Which is not to say, of course, that it is not problematic. The cultural can quickly become political. The 19th century Romantic spiritual descendants of Herder drifted with unnerving ease into ethnocentrism, nationalist exceptionalism, and racism. Habermas, who has frequently addressed the knotty issue of cultural diversity, notes that historically European nation-states ‘set themselves apart from one another polemically’. Cultural difference degenerated into a destructive nationalism; and since 1945 Europeans have had to learn ‘the painful lessons of how differences can be communicated, oppositions institutionalized, and tensions stabilized’. Habermas’s hope for the European project lies in his belief that ‘the recognition of differences, the mutual recognition of others in their otherness, can also become a distinguishing mark of a shared identity’.
No doubt Ireland’s colonial experience intensified the native sense of the ‘national character’. In his 1997 book Strange Country, Seamus Deane noted Ireland’s historical refusal to ‘surrender its particularities’, viewing the absorption of Irishness into some larger transnational or universal entity as ‘an impoverishing process that eliminates traditional practices and customs… that are vital to the preservation of the native community’s distinctiveness’. What must be remembered, however, is that distinctiveness does not imply isolatedness.

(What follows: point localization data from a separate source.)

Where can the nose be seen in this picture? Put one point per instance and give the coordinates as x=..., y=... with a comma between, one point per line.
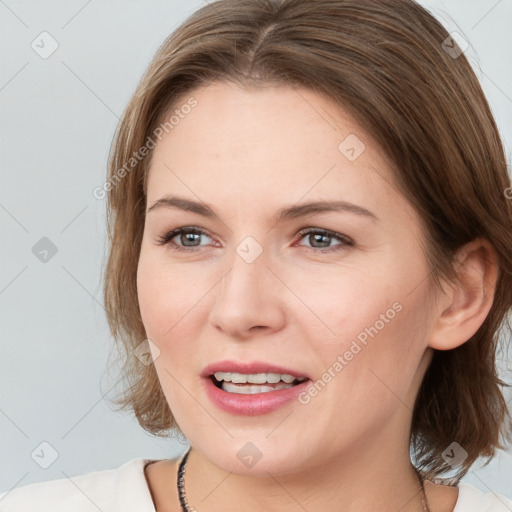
x=249, y=299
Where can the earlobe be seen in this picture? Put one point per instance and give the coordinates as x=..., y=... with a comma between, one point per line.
x=463, y=309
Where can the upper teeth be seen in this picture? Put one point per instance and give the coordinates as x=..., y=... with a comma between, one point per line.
x=256, y=378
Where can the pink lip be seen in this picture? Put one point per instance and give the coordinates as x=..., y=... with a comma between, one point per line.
x=252, y=367
x=252, y=405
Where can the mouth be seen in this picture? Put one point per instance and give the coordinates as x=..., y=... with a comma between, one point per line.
x=252, y=384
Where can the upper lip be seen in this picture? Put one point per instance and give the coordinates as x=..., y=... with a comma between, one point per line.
x=249, y=368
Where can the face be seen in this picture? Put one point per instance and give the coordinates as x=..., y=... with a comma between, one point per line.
x=340, y=296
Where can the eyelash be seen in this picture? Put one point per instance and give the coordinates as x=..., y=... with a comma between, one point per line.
x=166, y=239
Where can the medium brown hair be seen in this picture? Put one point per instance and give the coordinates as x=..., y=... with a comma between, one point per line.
x=387, y=63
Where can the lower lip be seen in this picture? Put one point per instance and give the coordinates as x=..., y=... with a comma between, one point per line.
x=251, y=405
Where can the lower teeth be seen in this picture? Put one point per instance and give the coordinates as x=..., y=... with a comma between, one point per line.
x=245, y=389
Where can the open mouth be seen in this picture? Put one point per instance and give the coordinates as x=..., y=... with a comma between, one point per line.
x=252, y=388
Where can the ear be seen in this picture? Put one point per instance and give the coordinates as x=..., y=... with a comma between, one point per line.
x=463, y=309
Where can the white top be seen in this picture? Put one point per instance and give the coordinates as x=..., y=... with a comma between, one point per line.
x=124, y=489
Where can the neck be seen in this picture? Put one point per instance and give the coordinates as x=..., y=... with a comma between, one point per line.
x=371, y=476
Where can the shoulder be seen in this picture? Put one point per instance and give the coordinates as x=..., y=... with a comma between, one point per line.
x=472, y=499
x=120, y=489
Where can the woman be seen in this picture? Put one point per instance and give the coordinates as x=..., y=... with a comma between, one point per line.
x=340, y=164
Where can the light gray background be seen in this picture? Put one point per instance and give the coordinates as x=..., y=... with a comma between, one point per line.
x=57, y=121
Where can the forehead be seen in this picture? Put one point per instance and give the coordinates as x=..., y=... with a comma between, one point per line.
x=279, y=142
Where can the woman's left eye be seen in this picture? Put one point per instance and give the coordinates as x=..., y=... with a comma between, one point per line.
x=192, y=235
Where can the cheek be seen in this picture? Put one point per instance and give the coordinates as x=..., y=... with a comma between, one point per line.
x=163, y=298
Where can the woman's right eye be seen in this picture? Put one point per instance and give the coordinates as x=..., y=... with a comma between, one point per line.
x=184, y=235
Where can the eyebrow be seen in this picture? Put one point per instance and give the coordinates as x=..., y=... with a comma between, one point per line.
x=287, y=213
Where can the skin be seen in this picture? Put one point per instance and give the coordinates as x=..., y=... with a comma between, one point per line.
x=248, y=153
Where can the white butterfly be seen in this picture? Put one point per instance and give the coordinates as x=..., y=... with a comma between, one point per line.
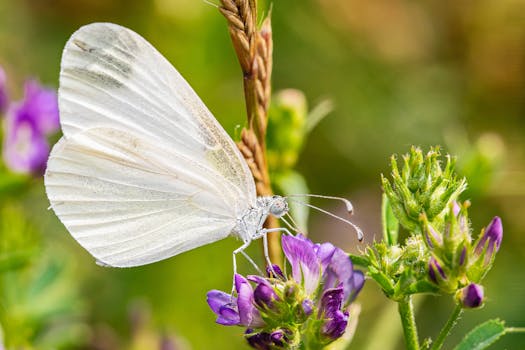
x=144, y=171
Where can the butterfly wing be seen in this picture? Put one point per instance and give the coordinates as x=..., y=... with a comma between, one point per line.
x=111, y=76
x=144, y=171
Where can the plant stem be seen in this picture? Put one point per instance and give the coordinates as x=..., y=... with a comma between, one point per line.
x=445, y=331
x=254, y=48
x=515, y=329
x=408, y=321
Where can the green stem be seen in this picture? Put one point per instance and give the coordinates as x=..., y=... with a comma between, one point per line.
x=515, y=329
x=445, y=331
x=406, y=311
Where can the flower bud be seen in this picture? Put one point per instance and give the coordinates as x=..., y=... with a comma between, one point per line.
x=264, y=296
x=422, y=187
x=274, y=271
x=471, y=296
x=265, y=340
x=3, y=92
x=435, y=271
x=308, y=307
x=491, y=239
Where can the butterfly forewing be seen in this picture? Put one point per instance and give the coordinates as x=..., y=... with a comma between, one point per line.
x=143, y=171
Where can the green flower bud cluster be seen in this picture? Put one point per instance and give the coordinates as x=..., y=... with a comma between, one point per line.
x=458, y=261
x=439, y=255
x=422, y=187
x=286, y=129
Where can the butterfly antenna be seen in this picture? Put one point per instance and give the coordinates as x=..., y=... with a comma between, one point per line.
x=347, y=203
x=210, y=3
x=294, y=223
x=291, y=226
x=354, y=226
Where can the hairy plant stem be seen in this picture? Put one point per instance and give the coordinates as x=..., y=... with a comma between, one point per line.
x=408, y=321
x=445, y=331
x=254, y=51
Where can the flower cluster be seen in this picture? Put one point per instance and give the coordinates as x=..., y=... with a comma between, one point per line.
x=27, y=125
x=308, y=307
x=440, y=255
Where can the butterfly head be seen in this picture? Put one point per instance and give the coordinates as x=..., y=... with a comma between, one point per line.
x=278, y=206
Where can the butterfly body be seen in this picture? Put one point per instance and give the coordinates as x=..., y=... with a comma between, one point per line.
x=250, y=224
x=143, y=171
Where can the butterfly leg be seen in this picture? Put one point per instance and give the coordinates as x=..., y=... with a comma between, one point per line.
x=235, y=252
x=264, y=233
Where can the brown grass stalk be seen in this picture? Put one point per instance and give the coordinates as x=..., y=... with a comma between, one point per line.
x=254, y=51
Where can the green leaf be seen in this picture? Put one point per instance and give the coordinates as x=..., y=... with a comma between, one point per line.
x=359, y=260
x=390, y=222
x=483, y=335
x=318, y=113
x=291, y=182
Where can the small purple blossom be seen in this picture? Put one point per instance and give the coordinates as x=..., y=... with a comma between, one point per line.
x=472, y=296
x=266, y=340
x=312, y=263
x=432, y=237
x=27, y=124
x=321, y=285
x=330, y=310
x=435, y=271
x=4, y=99
x=225, y=307
x=491, y=238
x=274, y=271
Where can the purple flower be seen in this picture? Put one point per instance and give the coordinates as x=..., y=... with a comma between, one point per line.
x=235, y=311
x=40, y=105
x=278, y=308
x=335, y=320
x=472, y=296
x=305, y=263
x=264, y=295
x=225, y=307
x=274, y=270
x=432, y=237
x=4, y=99
x=491, y=239
x=27, y=124
x=313, y=263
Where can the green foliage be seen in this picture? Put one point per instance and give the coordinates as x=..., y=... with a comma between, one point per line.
x=482, y=336
x=40, y=306
x=422, y=187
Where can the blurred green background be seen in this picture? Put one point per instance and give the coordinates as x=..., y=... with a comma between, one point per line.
x=398, y=72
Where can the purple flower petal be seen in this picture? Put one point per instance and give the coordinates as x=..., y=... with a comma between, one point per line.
x=340, y=270
x=216, y=299
x=41, y=105
x=336, y=325
x=264, y=295
x=324, y=252
x=225, y=307
x=300, y=252
x=356, y=284
x=228, y=316
x=472, y=296
x=308, y=307
x=248, y=314
x=4, y=99
x=435, y=271
x=493, y=235
x=25, y=149
x=275, y=268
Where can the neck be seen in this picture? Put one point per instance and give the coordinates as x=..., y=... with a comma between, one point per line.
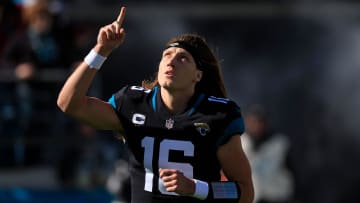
x=176, y=102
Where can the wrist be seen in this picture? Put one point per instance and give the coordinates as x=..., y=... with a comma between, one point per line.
x=94, y=60
x=201, y=189
x=102, y=50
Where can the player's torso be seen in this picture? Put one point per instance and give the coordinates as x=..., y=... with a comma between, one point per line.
x=186, y=142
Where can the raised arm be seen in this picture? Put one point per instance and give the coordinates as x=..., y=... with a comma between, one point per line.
x=236, y=167
x=72, y=98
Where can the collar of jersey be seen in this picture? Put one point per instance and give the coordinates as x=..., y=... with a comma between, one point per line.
x=158, y=105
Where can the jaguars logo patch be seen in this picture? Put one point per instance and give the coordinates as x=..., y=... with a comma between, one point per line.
x=202, y=128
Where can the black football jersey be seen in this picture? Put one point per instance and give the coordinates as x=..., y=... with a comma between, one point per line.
x=187, y=142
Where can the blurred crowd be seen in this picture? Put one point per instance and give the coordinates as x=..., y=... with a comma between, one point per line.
x=38, y=49
x=297, y=159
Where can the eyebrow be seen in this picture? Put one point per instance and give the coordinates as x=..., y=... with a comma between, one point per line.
x=183, y=51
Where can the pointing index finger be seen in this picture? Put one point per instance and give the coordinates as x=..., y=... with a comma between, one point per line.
x=121, y=15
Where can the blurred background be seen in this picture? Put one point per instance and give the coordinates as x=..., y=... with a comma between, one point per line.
x=298, y=59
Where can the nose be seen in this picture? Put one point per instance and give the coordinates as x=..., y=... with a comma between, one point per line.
x=172, y=60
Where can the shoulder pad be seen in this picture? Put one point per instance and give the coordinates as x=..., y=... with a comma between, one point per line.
x=136, y=92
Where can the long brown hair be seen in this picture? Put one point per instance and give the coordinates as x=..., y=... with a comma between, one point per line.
x=212, y=82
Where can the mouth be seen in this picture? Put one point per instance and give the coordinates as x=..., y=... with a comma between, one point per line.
x=170, y=73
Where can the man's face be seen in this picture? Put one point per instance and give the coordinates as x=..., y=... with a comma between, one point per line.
x=177, y=70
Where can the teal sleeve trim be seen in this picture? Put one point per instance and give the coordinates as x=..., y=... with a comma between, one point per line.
x=112, y=102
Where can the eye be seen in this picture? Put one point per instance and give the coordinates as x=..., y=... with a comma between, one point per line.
x=184, y=58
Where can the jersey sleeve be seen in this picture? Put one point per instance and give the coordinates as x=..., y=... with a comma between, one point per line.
x=233, y=125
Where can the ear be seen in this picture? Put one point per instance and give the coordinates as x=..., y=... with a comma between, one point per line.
x=198, y=75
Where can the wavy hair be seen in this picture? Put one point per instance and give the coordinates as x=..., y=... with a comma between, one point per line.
x=212, y=82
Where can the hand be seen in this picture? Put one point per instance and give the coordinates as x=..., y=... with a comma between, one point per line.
x=25, y=71
x=176, y=181
x=111, y=36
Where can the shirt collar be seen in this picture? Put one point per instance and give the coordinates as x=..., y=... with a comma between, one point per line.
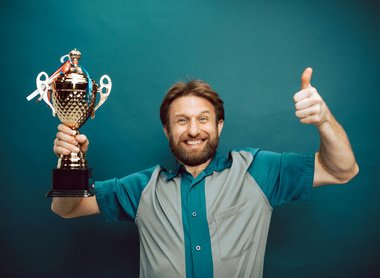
x=217, y=164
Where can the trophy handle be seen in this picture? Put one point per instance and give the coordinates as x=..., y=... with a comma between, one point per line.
x=43, y=88
x=103, y=96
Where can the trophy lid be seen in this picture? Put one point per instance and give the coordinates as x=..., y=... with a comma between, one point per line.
x=75, y=55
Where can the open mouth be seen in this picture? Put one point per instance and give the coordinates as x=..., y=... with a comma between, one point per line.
x=194, y=142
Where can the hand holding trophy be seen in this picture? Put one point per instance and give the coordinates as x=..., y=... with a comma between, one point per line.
x=71, y=94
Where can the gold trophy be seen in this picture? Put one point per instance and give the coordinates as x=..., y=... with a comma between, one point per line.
x=71, y=94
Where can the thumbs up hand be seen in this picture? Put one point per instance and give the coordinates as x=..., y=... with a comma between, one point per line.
x=310, y=107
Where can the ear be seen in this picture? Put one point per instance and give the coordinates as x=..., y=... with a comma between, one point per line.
x=166, y=132
x=220, y=126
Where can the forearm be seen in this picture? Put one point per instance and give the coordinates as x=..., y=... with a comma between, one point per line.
x=335, y=153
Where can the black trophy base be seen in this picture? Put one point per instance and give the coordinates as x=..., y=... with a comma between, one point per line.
x=72, y=183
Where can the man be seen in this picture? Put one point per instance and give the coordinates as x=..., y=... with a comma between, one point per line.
x=210, y=216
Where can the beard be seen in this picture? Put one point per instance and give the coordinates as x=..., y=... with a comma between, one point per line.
x=190, y=157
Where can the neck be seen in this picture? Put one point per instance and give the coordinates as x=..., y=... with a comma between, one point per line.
x=196, y=170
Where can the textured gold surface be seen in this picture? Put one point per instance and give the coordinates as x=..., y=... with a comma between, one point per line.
x=70, y=100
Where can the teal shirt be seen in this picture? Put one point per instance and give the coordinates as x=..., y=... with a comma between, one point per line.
x=215, y=225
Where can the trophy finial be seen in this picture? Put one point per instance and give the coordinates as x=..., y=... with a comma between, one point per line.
x=75, y=55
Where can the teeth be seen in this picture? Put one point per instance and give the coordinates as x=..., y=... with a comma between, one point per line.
x=194, y=142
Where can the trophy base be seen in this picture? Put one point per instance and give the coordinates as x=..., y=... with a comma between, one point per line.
x=72, y=183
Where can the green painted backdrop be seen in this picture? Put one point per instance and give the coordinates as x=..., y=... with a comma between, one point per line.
x=253, y=53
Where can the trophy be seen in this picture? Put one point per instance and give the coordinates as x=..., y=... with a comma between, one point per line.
x=71, y=94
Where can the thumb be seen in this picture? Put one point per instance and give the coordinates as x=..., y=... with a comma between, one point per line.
x=305, y=78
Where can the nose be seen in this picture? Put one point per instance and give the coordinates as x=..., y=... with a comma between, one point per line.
x=193, y=129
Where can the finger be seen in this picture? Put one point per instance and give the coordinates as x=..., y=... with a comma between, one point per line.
x=66, y=138
x=66, y=146
x=81, y=138
x=305, y=78
x=308, y=112
x=65, y=129
x=302, y=94
x=83, y=142
x=307, y=102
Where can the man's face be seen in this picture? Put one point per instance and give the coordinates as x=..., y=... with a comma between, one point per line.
x=194, y=134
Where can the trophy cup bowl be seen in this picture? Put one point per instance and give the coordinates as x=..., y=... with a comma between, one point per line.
x=73, y=96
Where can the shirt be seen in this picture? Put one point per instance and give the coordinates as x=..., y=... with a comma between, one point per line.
x=214, y=225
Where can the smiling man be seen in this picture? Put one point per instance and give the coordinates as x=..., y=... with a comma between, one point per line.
x=209, y=217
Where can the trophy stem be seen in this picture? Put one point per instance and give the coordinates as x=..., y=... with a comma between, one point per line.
x=73, y=160
x=72, y=178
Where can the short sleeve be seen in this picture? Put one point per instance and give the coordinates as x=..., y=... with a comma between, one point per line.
x=283, y=177
x=118, y=199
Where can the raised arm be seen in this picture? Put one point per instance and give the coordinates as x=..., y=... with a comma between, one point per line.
x=69, y=207
x=335, y=161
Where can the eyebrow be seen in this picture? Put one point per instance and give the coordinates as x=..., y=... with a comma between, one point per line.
x=184, y=115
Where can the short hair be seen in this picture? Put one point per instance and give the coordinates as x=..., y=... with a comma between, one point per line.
x=193, y=87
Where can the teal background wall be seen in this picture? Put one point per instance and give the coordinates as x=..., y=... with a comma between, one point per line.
x=253, y=53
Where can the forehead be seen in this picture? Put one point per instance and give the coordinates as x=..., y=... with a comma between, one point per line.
x=191, y=106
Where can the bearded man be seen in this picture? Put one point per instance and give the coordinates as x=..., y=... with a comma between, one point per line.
x=210, y=216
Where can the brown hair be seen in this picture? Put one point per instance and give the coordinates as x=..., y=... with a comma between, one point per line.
x=193, y=87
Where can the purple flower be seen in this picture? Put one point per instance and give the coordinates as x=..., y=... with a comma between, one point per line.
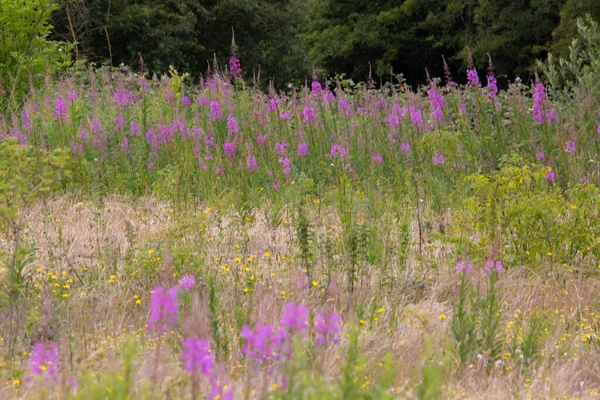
x=118, y=122
x=570, y=147
x=44, y=360
x=463, y=266
x=215, y=111
x=295, y=317
x=232, y=125
x=307, y=114
x=438, y=159
x=125, y=145
x=134, y=129
x=302, y=149
x=472, y=77
x=327, y=329
x=316, y=88
x=392, y=120
x=163, y=309
x=272, y=104
x=286, y=165
x=198, y=357
x=229, y=149
x=76, y=147
x=415, y=117
x=235, y=67
x=60, y=109
x=280, y=148
x=436, y=103
x=492, y=86
x=187, y=282
x=343, y=106
x=96, y=127
x=25, y=120
x=337, y=149
x=540, y=108
x=251, y=162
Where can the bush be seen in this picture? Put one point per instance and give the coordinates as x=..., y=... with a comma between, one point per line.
x=25, y=51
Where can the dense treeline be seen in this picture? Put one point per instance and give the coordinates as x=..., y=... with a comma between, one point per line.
x=285, y=39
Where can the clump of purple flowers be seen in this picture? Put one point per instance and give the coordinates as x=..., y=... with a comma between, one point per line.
x=416, y=119
x=438, y=159
x=472, y=77
x=60, y=109
x=436, y=103
x=302, y=149
x=163, y=309
x=337, y=149
x=43, y=361
x=232, y=125
x=251, y=162
x=343, y=106
x=215, y=111
x=235, y=67
x=570, y=146
x=307, y=114
x=229, y=149
x=316, y=88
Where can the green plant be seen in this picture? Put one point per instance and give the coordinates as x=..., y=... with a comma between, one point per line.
x=25, y=50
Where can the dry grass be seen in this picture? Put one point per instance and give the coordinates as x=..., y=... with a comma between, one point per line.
x=99, y=314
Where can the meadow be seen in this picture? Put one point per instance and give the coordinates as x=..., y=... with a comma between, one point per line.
x=166, y=240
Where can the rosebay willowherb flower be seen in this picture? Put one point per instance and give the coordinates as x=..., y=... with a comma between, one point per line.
x=43, y=361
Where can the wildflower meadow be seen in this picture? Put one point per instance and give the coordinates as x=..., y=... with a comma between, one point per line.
x=166, y=237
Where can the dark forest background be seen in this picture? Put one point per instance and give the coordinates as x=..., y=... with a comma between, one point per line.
x=288, y=40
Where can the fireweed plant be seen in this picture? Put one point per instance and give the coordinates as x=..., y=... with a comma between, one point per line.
x=164, y=239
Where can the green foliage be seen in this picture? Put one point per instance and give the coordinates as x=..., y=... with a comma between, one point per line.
x=188, y=34
x=26, y=174
x=26, y=53
x=532, y=219
x=576, y=73
x=475, y=324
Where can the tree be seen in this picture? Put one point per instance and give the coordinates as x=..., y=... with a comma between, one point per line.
x=26, y=52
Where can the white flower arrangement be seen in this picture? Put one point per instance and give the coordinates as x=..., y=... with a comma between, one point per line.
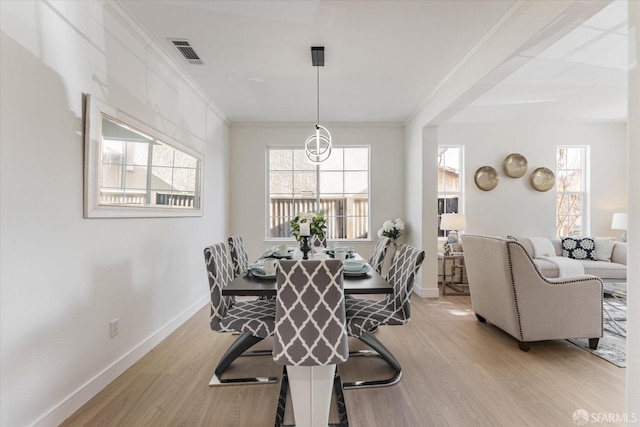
x=391, y=229
x=317, y=224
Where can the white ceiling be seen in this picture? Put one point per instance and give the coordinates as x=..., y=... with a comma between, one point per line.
x=382, y=59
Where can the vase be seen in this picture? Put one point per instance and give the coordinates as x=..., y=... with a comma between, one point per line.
x=318, y=241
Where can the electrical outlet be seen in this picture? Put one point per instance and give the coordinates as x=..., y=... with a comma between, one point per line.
x=114, y=327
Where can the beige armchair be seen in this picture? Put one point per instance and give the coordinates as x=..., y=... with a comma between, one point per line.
x=508, y=291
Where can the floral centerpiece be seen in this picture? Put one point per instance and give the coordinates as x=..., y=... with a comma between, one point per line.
x=392, y=229
x=317, y=224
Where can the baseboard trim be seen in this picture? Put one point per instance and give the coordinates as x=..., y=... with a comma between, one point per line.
x=427, y=292
x=82, y=395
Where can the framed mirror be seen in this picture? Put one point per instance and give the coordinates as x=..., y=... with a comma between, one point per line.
x=131, y=172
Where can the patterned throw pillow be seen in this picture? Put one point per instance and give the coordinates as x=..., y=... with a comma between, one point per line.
x=579, y=248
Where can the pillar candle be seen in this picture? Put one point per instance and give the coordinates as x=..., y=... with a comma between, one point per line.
x=304, y=229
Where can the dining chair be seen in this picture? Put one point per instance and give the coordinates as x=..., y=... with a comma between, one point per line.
x=255, y=320
x=239, y=255
x=376, y=260
x=310, y=338
x=364, y=316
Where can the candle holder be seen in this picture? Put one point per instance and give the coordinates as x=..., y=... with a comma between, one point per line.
x=304, y=247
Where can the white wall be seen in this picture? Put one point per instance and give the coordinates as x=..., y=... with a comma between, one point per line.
x=63, y=277
x=514, y=207
x=633, y=152
x=248, y=142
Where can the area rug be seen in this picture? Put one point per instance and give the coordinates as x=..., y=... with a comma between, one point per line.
x=613, y=345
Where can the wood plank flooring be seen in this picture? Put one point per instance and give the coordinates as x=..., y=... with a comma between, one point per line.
x=457, y=372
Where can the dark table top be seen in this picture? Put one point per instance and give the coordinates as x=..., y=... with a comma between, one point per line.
x=248, y=285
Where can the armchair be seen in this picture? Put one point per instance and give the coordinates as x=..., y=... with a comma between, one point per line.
x=508, y=290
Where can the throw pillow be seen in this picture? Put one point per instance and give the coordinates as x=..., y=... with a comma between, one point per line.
x=578, y=248
x=604, y=248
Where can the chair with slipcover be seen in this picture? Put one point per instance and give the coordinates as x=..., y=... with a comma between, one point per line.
x=376, y=260
x=310, y=338
x=255, y=320
x=364, y=316
x=239, y=255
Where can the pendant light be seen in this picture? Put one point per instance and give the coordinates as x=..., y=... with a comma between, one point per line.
x=318, y=145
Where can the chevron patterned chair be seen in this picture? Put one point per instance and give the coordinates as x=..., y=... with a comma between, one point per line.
x=364, y=316
x=255, y=320
x=310, y=338
x=376, y=260
x=239, y=255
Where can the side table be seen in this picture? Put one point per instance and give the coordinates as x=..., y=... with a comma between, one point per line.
x=454, y=274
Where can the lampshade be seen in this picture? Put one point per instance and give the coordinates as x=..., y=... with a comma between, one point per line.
x=619, y=221
x=454, y=221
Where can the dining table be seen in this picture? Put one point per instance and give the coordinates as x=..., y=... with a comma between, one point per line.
x=248, y=284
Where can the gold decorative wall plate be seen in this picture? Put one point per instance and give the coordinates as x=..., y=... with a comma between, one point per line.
x=515, y=165
x=486, y=178
x=543, y=179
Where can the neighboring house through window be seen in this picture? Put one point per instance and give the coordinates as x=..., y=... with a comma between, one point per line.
x=572, y=197
x=338, y=187
x=450, y=179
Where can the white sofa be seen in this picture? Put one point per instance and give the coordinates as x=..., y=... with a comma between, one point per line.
x=613, y=271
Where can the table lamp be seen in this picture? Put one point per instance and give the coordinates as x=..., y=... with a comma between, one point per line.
x=619, y=222
x=453, y=223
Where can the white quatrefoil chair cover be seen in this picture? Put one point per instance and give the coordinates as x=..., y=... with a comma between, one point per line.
x=310, y=336
x=376, y=260
x=363, y=316
x=255, y=319
x=239, y=255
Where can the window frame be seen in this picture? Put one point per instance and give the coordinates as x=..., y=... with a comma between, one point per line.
x=94, y=110
x=585, y=162
x=318, y=195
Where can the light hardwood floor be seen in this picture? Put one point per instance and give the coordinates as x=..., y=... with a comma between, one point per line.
x=457, y=372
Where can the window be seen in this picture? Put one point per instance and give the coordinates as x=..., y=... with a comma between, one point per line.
x=571, y=191
x=130, y=173
x=450, y=179
x=338, y=187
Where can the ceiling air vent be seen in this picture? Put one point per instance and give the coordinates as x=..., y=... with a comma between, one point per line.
x=187, y=51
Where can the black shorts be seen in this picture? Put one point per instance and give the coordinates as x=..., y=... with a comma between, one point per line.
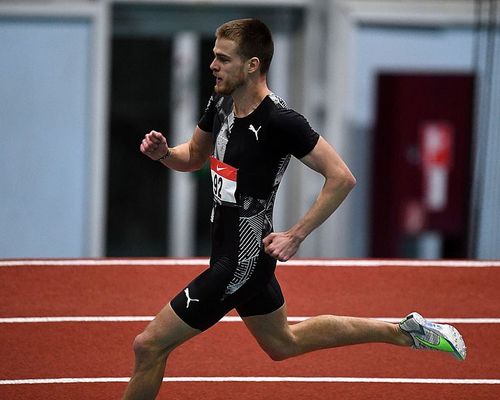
x=205, y=300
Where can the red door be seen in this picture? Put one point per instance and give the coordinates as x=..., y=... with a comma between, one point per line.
x=422, y=163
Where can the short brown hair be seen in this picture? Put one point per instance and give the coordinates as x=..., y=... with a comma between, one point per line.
x=253, y=37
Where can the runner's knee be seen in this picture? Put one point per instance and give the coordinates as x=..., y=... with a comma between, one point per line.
x=280, y=349
x=146, y=347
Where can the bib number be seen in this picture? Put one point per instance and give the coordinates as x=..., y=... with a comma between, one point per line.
x=224, y=181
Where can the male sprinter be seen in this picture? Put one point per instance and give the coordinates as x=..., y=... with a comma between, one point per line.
x=249, y=135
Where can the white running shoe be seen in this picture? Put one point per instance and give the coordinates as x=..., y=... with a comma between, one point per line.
x=429, y=335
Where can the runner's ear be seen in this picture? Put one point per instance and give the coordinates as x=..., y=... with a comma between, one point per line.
x=253, y=65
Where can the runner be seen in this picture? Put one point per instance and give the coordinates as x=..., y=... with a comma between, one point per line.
x=249, y=135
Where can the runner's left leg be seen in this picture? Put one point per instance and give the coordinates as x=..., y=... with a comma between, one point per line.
x=152, y=347
x=281, y=340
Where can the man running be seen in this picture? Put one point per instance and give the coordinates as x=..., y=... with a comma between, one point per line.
x=249, y=135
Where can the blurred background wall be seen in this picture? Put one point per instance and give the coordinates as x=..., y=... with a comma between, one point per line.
x=408, y=92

Irish culture has always been interconnected in many ways with many other cultures – has always gained its distinctiveness from the specific ways it has received, responded to, and contributed to the greater human enterprise of imagining and articulating the experience of human existence. Cultural interconnectedness is not merely a product of late modern globalisation.
Consider Ireland’s illuminated Gospel manuscripts from the early Middle Ages – the books of Durrow and Kells, for example. In many respects they appear as quintessentially Irish, yet the interplay of cultures in these works is complex. They merge pre-Christian Celtic art – itself already indebted to earlier La Tène traditions – with artistic elements from the Picts, the Anglo-Saxons, and the Celtic Britons, as well as from Gaul, Italy and the eastern Mediterranean. As historian Jennifer O’Reilly summarises, these features were not slavishly copied in the Irish scriptoria, but ‘quite transformed and exuberantly assimilated into the Insular repertoire and idiom’. She notes the paradox that the Celtic art of these manuscripts was ‘energised and… brought to its greatest period of creativity and originality by cross-fertilization with other traditions, both from neighbouring regions and from the Mediterranean world’. There is probably no period of Irish art and literature about which this could not also be said.